Cosmo [†] Orbüs

« Quand on ne meurt pas,
il faut bien se résoudre à vivre. »

Largement considéré comme un classique, Le combat ordinaire est une bande-dessinée plus ou moins autobiographique de Manu Larcenet. Bien que l’auteur se défende d’y avoir mis en images son propre parcours, il est difficile de ne pas voir dans les thèmes immensément personnels qu’il aborde, le reflet d’un chemin de vie particulier.

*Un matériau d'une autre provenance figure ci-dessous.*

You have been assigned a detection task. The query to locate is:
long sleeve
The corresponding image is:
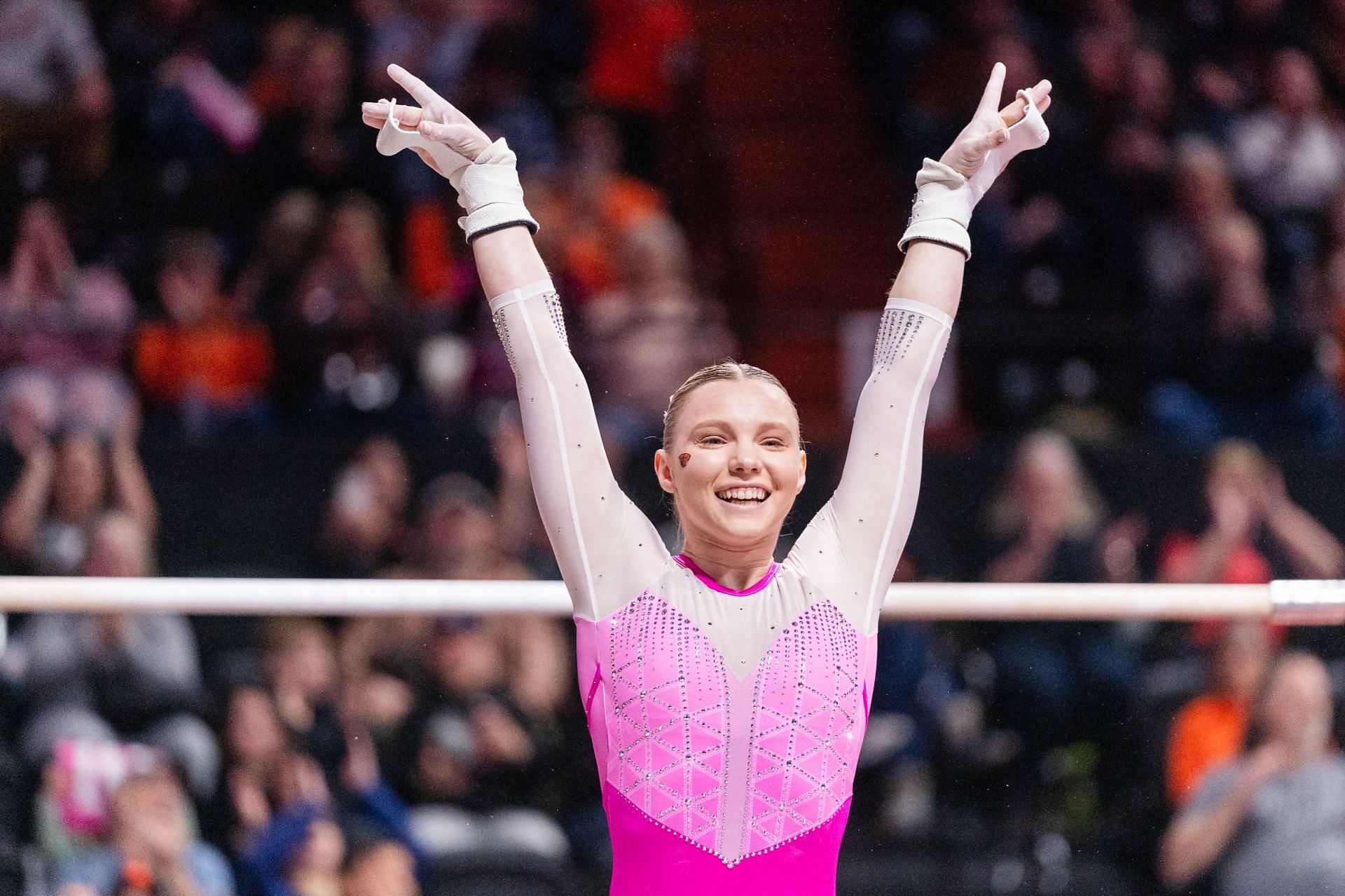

Sur quatre tomes la BD raconte la crise existentielle de Marco, photographe trentenaire névrosé et au départ célibataire. On y suit son parcours intérieur, sa relation avec ses parents, sa rencontre avec Emilie, leur vie commune et surtout l’apparition progressive dans sa vie de nouveaux questionnements, de nouvelles angoisses. C’est une chronique du passage à l’âge adulte, un passage qui peut se faire pour chacun à des âges très différents, et qui passera pour Marco par la reconquête de sa vocation artistique, l’acceptation des paradoxes de la vie, le décès de son père, un certain nombre de joints et une bonne couche de psychanalyse.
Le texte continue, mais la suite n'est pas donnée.